Uganda has opened a high-level national health conference aimed at reshaping the country’s response to both communicable and non-communicable diseases, at a time when the nation faces what experts describe as a “double burden” of illness.
The five-day meeting, which began with two days of pre-conference sessions on Monday and Tuesday, brings together researchers, health practitioners, policymakers and development partners to forge a unified and integrated approach to disease prevention and control.
The event, co-chaired by Dr. Andrew Kambugu of the Infectious Disease Institute and Professor Pauline Byakika- Vice Chancellor Mbarara University of Science & Technology, is expected to provide a policy roadmap for tackling Uganda’s shifting disease landscape.
While long-standing infectious diseases such as malaria, HIV, tuberculosis and pneumonia continue to claim lives, non-communicable diseases (NCDs) including hypertension, diabetes, cancers and cardiovascular illnesses are rising sharply, especially among younger populations.
“This conference comes at a time when we are facing a heavy burden of disease,” a senior organiser noted during the opening session. “We still have our long-standing communicable diseases, yet we are also seeing a significant increase in non-communicable diseases. The aim of this platform is to generate evidence, share experiences, and shape policy action toward integrated, multisectoral responses.”
The main conference, which runs for three days, features three keynote speeches, eight high-level panel discussions, over 120 oral presentations and more than 180 poster presentations.
Delegates are also expected to take part in exhibitions showcasing new technologies, innovations and health research tools. A signature session of the conference will be the Dr. Matthew Lukwiya Memorial Lecture, scheduled for the third day, marking one of the most anticipated moments of the programme.

At the conclusion of the event, a formal conference statement will summarise policy proposals, best-practice models and collaboration frameworks to guide government and health partners over the next year.
Delivering the day’s keynote address virtually, Dr. Queen Dubé, a consultant paediatrician and clinical immunologist with the World Health Organization (WHO), urged African governments to abandon siloed approaches to disease control.
Speaking from Geneva, Dr. Dubé warned that fragmented programming—where malaria, HIV, TB, child health and NCD interventions operate independently—was weakening the overall health system.
“We are at such a time that we cannot afford fragmentation and verticalization,” she said. “Many countries, especially those with fewer resources, are grappling with multiple epidemics at once. We need integrated action, not parallel programs that duplicate effort and strain health systems.”
Dr. Dubé also presented new data on global disease trends, noting that although life expectancy has begun recovering after the COVID-19 pandemic, Africa still lags behind other regions. He pointed out that non-communicable diseases are rising faster in low-income countries, and yet most of the deaths occur among the poorest households.
She cited cardiovascular disease as the leading cause of death globally, with Africa recording the lowest average age at which people die from heart-related complications – in some cases up to 30 years younger than in high-income regions.
Speaking from a paediatric angle, Dr. Dubé highlighted the urgent need to link child and maternal health programmes with broader disease control strategies. She drew attention to the 2.3 million newborn deaths recorded worldwide in 2023—nearly half of all under-five deaths—and argued that most of these fatalities could have been prevented through early screening, better nutrition, maternal education and integrated antenatal services.
She further noted that children with congenital conditions, such as sickle cell disease or congenital heart defects, are up to 11 times more likely to die when they contract infections such as pneumonia or malaria.

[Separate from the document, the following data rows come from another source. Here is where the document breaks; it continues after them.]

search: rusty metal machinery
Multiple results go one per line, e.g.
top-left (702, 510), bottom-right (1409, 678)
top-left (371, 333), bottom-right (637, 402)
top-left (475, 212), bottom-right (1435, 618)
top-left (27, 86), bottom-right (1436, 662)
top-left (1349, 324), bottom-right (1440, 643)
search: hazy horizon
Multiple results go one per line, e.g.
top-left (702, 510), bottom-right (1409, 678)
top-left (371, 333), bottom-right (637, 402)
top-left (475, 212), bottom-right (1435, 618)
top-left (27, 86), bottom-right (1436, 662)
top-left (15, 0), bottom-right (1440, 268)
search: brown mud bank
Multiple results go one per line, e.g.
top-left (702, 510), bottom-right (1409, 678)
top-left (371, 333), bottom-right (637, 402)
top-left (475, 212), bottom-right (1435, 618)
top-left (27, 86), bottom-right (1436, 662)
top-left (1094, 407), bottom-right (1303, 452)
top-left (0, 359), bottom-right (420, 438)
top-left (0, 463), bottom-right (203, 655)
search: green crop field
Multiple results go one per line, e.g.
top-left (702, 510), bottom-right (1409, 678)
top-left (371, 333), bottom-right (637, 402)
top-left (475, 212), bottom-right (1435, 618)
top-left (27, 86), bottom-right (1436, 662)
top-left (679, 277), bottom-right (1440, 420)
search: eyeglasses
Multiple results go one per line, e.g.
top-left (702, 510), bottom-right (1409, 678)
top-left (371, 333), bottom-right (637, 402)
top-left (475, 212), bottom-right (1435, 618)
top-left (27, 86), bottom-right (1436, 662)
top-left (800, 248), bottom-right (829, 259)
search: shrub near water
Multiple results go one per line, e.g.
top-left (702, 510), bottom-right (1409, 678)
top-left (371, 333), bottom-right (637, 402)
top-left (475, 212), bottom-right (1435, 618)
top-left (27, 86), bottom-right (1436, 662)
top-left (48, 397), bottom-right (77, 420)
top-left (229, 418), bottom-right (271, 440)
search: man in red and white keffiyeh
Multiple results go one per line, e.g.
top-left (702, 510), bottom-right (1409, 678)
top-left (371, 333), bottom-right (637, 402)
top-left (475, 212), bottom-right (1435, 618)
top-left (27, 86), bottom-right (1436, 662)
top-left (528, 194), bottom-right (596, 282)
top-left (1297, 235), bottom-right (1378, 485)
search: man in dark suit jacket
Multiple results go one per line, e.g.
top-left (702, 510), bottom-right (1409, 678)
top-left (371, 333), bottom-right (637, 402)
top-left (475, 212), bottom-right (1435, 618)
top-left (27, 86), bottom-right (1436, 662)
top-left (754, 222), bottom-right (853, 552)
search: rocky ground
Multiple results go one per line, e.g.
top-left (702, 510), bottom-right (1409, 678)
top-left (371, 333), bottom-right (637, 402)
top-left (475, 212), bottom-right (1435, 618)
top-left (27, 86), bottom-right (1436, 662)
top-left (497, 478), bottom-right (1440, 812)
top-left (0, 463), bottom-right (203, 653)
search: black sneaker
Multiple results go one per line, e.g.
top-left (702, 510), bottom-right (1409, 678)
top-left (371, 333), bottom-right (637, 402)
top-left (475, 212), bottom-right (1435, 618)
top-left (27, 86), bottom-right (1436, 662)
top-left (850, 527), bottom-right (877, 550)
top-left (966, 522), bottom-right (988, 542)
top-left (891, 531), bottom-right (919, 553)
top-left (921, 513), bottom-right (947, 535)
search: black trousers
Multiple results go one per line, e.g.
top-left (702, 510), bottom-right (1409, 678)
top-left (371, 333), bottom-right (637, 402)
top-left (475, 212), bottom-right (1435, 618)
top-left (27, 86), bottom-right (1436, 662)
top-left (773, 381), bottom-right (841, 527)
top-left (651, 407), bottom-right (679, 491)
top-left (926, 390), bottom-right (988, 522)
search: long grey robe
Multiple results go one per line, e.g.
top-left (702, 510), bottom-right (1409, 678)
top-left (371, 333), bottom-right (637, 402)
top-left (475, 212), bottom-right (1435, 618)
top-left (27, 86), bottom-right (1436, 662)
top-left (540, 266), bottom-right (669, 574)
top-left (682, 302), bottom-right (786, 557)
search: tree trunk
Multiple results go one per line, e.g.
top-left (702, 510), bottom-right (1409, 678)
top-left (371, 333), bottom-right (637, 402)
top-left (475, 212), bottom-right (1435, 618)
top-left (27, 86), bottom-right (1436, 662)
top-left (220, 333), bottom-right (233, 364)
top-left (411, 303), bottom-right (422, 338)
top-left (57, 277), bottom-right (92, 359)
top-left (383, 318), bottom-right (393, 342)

“We often treat these conditions separately, yet they interact. A child born premature, malnourished or with a birth defect already enters life at a medical disadvantage. An integrated health system would ensure that this child is tracked, supported and protected from preventable causes of death.”
Delegates were urged to adopt a “life-course” public health strategy—shifting from disease-centred programmes to person-centred care that supports individuals from pre-pregnancy through adulthood. This model would require stronger partnerships between health, education, water, sanitation and environmental sectors.

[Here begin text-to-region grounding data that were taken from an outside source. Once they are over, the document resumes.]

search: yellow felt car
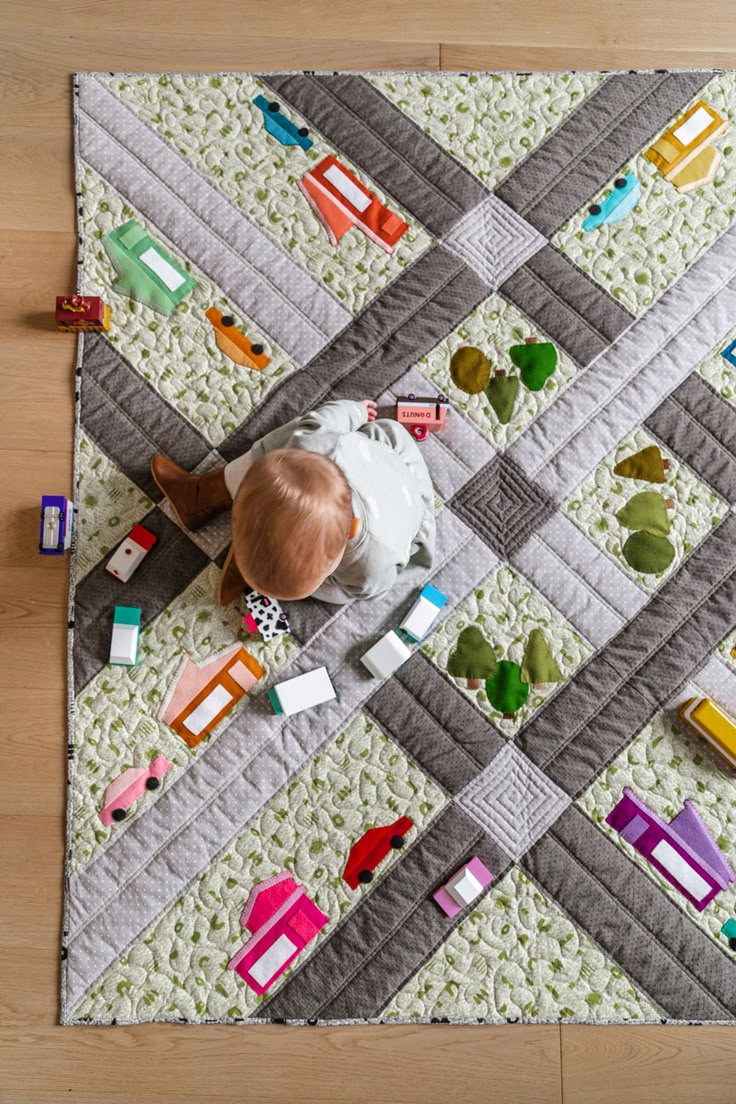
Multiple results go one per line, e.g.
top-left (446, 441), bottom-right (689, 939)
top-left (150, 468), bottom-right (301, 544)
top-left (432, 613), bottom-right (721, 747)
top-left (678, 696), bottom-right (736, 768)
top-left (645, 100), bottom-right (729, 194)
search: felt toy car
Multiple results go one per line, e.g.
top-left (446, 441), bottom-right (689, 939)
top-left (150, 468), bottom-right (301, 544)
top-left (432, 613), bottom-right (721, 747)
top-left (606, 788), bottom-right (735, 911)
top-left (205, 307), bottom-right (270, 371)
top-left (343, 816), bottom-right (414, 889)
top-left (395, 393), bottom-right (449, 441)
top-left (227, 871), bottom-right (328, 994)
top-left (299, 155), bottom-right (409, 255)
top-left (678, 696), bottom-right (736, 770)
top-left (253, 95), bottom-right (313, 150)
top-left (582, 172), bottom-right (640, 231)
top-left (55, 294), bottom-right (110, 332)
top-left (39, 495), bottom-right (74, 555)
top-left (644, 99), bottom-right (729, 194)
top-left (98, 755), bottom-right (172, 826)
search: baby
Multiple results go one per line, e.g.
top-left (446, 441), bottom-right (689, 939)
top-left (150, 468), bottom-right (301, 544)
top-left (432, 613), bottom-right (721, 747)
top-left (151, 398), bottom-right (436, 606)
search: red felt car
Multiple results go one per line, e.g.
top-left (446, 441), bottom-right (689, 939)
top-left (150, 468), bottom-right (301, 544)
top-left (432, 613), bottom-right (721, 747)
top-left (342, 816), bottom-right (414, 889)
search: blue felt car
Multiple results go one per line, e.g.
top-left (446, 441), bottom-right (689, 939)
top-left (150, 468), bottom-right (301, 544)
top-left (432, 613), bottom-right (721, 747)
top-left (582, 172), bottom-right (640, 231)
top-left (253, 95), bottom-right (313, 150)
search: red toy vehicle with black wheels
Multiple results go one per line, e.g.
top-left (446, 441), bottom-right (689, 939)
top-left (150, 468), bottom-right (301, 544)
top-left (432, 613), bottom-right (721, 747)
top-left (342, 816), bottom-right (414, 889)
top-left (395, 393), bottom-right (449, 441)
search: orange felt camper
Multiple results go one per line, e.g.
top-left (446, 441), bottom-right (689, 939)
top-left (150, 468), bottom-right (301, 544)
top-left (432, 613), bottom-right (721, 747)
top-left (205, 307), bottom-right (271, 371)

“No matter how much we invest in the health sector, if we ignore what is happening in education, housing, climate or sanitation, we will not reach our health targets,” Dr. Dubé said.

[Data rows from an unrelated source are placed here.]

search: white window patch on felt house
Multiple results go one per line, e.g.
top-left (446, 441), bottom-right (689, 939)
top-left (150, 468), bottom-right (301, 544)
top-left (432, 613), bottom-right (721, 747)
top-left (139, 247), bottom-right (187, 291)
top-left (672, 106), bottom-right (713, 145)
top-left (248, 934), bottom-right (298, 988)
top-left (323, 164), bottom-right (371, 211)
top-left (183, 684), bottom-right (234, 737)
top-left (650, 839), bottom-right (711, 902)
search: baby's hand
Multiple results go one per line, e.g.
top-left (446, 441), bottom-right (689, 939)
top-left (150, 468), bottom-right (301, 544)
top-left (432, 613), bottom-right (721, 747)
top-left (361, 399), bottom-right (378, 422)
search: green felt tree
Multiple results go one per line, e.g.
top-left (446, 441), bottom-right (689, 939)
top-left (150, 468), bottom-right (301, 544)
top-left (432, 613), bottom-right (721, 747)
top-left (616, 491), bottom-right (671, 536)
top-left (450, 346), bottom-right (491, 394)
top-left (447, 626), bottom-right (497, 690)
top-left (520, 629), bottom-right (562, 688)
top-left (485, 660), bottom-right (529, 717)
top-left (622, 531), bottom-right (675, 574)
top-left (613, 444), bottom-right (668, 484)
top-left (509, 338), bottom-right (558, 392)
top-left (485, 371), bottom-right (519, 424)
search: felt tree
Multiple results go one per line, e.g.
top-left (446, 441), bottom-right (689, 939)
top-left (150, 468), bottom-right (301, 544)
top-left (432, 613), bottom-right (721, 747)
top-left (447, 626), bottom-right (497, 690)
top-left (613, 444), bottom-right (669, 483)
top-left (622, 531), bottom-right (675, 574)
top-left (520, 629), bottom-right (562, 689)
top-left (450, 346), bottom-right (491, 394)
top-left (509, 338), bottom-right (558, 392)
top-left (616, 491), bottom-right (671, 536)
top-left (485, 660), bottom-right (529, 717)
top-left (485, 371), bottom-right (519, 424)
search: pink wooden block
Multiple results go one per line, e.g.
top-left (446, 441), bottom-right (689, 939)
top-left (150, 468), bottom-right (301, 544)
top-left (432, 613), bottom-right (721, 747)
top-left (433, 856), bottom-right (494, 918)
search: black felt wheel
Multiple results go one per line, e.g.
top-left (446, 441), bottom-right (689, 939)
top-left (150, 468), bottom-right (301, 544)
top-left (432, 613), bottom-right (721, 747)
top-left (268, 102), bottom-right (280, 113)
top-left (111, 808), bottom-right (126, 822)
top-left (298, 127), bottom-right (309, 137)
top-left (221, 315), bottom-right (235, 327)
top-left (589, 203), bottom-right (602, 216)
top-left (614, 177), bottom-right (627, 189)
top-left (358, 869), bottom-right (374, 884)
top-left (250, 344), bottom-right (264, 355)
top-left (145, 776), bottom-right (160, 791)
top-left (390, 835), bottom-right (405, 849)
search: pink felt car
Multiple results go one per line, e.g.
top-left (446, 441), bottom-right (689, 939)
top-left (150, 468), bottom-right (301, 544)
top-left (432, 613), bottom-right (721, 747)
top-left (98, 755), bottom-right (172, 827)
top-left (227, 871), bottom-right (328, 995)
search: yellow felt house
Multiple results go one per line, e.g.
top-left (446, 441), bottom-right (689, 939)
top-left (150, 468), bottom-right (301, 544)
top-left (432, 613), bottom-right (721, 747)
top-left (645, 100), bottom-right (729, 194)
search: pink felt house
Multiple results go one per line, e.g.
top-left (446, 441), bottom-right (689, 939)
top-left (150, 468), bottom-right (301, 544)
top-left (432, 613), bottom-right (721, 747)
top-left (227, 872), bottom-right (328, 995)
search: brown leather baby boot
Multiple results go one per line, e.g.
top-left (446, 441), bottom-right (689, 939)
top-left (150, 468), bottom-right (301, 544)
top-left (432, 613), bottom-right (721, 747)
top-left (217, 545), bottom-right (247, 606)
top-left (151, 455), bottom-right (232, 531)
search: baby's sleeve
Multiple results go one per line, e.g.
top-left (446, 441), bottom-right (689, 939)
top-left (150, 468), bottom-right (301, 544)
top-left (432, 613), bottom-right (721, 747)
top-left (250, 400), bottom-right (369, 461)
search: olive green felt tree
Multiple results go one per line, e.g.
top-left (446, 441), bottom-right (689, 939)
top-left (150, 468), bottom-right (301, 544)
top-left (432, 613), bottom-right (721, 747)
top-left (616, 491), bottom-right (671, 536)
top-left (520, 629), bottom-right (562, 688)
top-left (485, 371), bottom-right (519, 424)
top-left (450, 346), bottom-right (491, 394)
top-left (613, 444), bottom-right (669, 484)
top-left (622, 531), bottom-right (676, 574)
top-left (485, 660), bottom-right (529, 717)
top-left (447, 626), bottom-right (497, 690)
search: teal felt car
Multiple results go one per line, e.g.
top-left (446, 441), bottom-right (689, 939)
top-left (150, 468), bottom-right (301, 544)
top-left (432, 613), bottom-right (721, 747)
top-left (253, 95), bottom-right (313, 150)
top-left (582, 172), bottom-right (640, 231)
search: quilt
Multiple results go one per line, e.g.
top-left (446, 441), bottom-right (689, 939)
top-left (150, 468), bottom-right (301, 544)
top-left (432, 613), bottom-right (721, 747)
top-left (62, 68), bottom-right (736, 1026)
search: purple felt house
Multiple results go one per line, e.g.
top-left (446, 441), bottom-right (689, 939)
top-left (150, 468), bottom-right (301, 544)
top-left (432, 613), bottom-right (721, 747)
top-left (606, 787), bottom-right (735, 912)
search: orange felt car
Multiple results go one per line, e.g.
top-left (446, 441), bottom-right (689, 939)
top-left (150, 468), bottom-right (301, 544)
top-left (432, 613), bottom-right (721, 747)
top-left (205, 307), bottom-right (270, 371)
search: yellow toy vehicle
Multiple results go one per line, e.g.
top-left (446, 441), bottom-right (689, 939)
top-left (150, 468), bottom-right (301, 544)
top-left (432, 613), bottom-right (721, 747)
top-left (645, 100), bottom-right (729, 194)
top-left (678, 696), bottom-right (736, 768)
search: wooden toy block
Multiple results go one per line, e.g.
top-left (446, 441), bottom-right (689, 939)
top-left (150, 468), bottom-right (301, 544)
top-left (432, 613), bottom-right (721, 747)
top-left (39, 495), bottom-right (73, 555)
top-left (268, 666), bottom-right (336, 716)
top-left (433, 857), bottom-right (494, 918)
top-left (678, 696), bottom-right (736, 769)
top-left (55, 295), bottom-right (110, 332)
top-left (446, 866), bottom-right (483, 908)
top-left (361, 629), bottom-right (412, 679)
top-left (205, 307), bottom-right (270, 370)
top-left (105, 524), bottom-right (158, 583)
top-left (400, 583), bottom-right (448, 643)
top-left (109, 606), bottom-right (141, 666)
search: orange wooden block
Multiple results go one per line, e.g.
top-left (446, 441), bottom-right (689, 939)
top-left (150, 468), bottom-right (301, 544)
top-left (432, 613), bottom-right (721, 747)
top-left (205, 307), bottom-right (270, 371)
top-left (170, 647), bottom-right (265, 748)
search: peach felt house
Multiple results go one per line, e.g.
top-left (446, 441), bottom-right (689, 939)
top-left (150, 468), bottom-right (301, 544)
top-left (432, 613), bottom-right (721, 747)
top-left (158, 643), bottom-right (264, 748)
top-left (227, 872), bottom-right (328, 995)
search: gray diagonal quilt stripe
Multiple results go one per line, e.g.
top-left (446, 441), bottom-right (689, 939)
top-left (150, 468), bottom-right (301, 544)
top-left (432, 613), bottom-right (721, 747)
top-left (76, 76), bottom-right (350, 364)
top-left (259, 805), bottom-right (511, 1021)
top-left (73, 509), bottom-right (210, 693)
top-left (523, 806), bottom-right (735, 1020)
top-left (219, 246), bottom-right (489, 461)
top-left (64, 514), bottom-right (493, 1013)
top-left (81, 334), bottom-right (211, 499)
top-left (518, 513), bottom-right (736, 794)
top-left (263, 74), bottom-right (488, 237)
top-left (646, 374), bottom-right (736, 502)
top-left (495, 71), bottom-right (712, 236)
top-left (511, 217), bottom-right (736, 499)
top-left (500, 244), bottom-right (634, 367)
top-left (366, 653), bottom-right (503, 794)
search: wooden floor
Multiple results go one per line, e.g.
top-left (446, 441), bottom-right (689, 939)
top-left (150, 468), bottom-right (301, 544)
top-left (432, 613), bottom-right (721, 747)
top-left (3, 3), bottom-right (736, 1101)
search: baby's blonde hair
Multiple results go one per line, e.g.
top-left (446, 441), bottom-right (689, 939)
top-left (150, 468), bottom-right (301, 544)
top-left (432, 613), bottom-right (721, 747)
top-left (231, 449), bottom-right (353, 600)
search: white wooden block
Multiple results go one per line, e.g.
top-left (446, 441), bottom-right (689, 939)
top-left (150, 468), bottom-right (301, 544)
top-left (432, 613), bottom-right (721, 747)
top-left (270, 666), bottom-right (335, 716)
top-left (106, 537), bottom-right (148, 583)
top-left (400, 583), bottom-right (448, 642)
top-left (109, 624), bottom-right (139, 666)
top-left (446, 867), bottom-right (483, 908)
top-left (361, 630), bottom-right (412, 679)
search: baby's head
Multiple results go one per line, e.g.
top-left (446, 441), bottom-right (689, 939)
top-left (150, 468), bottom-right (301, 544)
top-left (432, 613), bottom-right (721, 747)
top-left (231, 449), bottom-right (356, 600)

She cited rising exposure to plastics, industrial waste, heat stress and malnutrition as emerging threats that cannot be resolved by hospitals alone. “A baby born today may survive, but environmental, social and economic conditions shape their long-term health. We need to stop treating health as something that starts at the hospital gate.”
Organisers hope the conference will produce actionable guidance for Uganda’s Ministry of Health, including collaborative models for disease surveillance, data sharing, financing and decentralised health delivery. The event is being supported by Makerere University, the Ministry of Health, and several international donor agencies.
“We expect the next three days to consolidate best practices on integrating disease control and inform Uganda’s policy direction,” Dr. Kambugu noted. “Our goal is not just dialogue, but implementation.”
With the country’s disease burden shifting rapidly, participants say Uganda’s health strategy must also evolve — not only to treat illnesses, but to prevent them, predict them, and reduce the structural conditions that fuel them.
The conference will close with a communique outlining government and partner commitments, expected to guide policy reforms ahead of the next national health sector review.